Delicious descriptions from Down Under: Albert Camus on world peace

How’s this for a bit of communication across cultures: an Australian biographer reporting a French writer commenting on the death of an American president. It comes from the book I’ll be reviewing in the next couple of days, Hazel Rowley’s Franklin and Eleanor: An extraordinary marriage. In it Rowley quotes Albert Camus on the death of Franklin Delano Roosevelt in 1945:

‘His face was the very image of happiness,’ Albert Camus wrote in the French Resistance newspaper, Combat. ‘History’s powerful men are not generally men of such good humour … There is not a single free human being who does not regret his loss and who would not have wished his destiny to have continued a little longer. World peace, that boundless good, ought to be planned by men with happy faces rather than by sad-eyed politicians.’

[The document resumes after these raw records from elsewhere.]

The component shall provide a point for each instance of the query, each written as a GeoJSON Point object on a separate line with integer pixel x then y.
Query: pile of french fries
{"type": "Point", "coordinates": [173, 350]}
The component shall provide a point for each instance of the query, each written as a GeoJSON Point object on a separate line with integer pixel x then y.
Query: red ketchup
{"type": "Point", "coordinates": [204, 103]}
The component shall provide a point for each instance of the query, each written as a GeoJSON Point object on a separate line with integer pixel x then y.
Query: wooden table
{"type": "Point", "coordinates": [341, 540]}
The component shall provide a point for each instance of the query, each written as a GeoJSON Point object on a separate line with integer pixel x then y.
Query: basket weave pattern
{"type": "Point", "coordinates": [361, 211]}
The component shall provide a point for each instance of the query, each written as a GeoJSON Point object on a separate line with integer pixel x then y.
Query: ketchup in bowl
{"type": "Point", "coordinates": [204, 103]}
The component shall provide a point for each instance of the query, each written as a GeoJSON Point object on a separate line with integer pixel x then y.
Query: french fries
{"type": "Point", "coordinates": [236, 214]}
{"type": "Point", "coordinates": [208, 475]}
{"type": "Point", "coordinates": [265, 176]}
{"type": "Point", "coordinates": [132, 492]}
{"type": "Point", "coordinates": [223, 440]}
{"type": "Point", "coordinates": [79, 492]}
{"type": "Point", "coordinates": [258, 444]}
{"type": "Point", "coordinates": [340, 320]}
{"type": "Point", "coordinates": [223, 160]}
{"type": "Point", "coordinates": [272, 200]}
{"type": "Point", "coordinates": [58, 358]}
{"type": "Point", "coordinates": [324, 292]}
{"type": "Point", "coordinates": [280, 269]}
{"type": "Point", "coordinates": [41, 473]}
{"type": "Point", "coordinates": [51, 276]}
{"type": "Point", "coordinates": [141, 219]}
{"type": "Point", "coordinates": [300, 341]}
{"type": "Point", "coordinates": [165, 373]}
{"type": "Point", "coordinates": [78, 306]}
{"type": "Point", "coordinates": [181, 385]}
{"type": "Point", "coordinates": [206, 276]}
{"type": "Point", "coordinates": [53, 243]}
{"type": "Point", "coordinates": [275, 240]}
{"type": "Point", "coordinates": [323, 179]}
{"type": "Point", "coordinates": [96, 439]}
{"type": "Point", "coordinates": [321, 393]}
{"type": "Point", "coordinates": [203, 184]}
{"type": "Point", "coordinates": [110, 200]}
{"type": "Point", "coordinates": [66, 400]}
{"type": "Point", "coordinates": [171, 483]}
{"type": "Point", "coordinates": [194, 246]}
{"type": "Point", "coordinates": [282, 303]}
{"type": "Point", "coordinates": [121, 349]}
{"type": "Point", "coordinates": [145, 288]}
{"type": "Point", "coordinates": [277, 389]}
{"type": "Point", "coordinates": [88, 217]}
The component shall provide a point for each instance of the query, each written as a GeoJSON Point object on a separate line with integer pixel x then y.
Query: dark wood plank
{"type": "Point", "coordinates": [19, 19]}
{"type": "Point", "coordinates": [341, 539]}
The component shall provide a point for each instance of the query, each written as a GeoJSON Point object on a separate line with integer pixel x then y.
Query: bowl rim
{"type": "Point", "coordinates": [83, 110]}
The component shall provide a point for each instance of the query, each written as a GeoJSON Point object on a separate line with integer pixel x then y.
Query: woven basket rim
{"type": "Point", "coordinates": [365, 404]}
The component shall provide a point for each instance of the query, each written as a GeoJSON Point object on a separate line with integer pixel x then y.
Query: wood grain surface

Somehow I didn’t expect something quite so sunny-sounding from Albert Camus, but perhaps I don’t know him as well as I thought I did. We are, I think, more cynical these days about the concept of “world peace” but we can still hope, can’t we? Does anyone know of any happy-faced world leaders out there that we can call on to promote the cause (besides the current Dalai Lama that is)?

10 thoughts on “Delicious descriptions from Down Under: Albert Camus on world peace

  1. Cannot imagine Monsieur Camus feeling this way. Love Hazel Rowley’s work and am curious about this one. You don’t think Barack Obama has a peace-inspiring smile? Trouble is, we have too much information about everything but the real and vital issues.

    • This is my first Rowley … but I would like to read more, particularly her Christina Stead and the one on Richard Wright. Oh, and I suppose I’d like the Sartre/de Beauvoir one too! Obama … yes I suppose he does really, though I haven’t seen him smiling much lately. The art of being a politician – of having to compromise one’s ideas/ideals (as Roosevelt found too) – does not sit easily on all people I think.

  2. I think one should not put too much weight on war-time editorials. Nor, for that matter, in smiles–Eisenhower had quite a smile, too, but he and Roosevelt could be as ruthless as they considered they had to be.

    • Now that wasn’t kind to burst our bubble, George! As for smiles, what’s that song? Ah yes, “Never smile at a crocodile, Don’t be taken in by his cheery grin?”. I suppose you’re right!